A homeless United States Army veteran in Fort Worth, Texas left his pitbull tied to a flagpole at a local fire station with a multi-page handwritten letter asking the firefighters to take care of him. The firefighters did exactly that. They also went looking for the man who had written the letter.
According to CBS News Texas, the dog was a 7-year-old pitbull named Jake. The man was Tom Miner, a 65-year-old disabled veteran who had been living with Jake in a homeless camp for nearly two years. Miner, the letter said, could no longer care for Jake while trying to get his own life back together.
Miner chose Fort Worth Fire Station 8 because of a “Safe Baby Site” sign posted at the doors. He had walked past the sign every day for 20 months, he said, and each time he thought of the dog he called his baby. On May 16, he tied Jake to the station’s flagpole, left a water bottle, and walked away.
What followed was a search for somebody to take Jake in, a department effort to find the man who had given him up, and an RV in East Fort Worth that didn’t exist when the veteran walked away from the fire station. Jake has a home now.
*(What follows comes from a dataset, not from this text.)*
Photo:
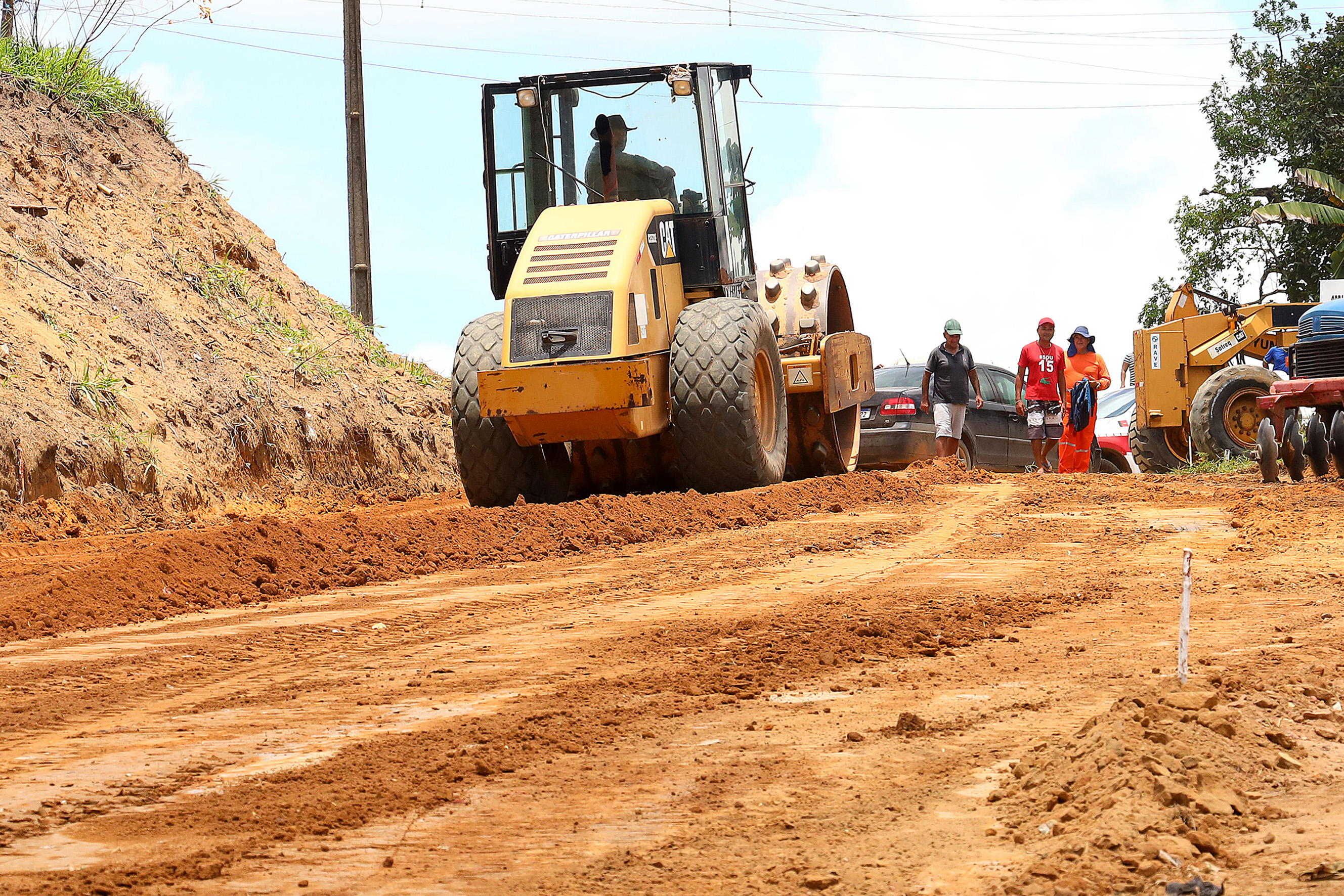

So does Miner.
What the Letter Said
When firefighters found a dog left at their station with a note pleading, “Please help my baby,” they set out to find the owner. What happened next proved that sometimes the hardest act of love can lead to the happiest ending. @SteveHartmanCBS is On the Road in Texas. pic.twitter.com/cOtzb6x0jL
— CBS Evening News with Tony Dokoupil (@CBSEveningNews) May 30, 2026
The handwritten letter Miner left at Station 8 ran several pages. In it, Miner explained that he could no longer care for Jake while trying to get his own life back together, as he was homeless. He described giving the dog up as the hardest decision he had ever made. The letter told the firefighters that Jake had been raised to love everyone and that he was nothing but love, and asked them to help his baby.
Jake was discovered chained to the flagpole at Fort Worth Fire Station 8 on May 16, with the water bottle and the letter beside him. Firefighters and their spouses initially tried to place Jake in another home, CBS News Texas reported.
When that didn’t work, the Station 8 crew adopted Jake themselves. CBS News Texas video of the firehouse shows Jake settling in to his new life: sleeping in a dog bed, walking through the station, playing with a tennis ball,and wearing a red bandana with the department’s logo on it.
Why Miner Was Homeless
CBS News Texas reported that Miner is a 65-year-old disabled veteran who had been living with Jake in a homeless camp for close to two years before leaving the dog at the station. He said he lost his apartment after a property manager declined to renew his lease because Jake was a pit bull. Rather than give Jake up at that point, Miner had stayed outside with him.
The Fort Worth Fire Department’s HOPE Team, short for Home Outreach Prevention and Education, searched for Miner after Jake was found at the station and located him in a homeless camp. The team connected him with healthcare and with Operation Texas Strong, a nonprofit that supports veterans and people in crisis. Operation Texas Strong then gave Miner an RV valued at $11,000 and helped arrange a spot for him at an RV park in East Fort Worth.
Miner told CBS News Texas that the RV represented a fresh start, and that he hoped the story might eventually come full circle with Jake. Fort Worth fire officials, for their part, have said they would like to see that happen as well if Miner is ready and able to take the dog back.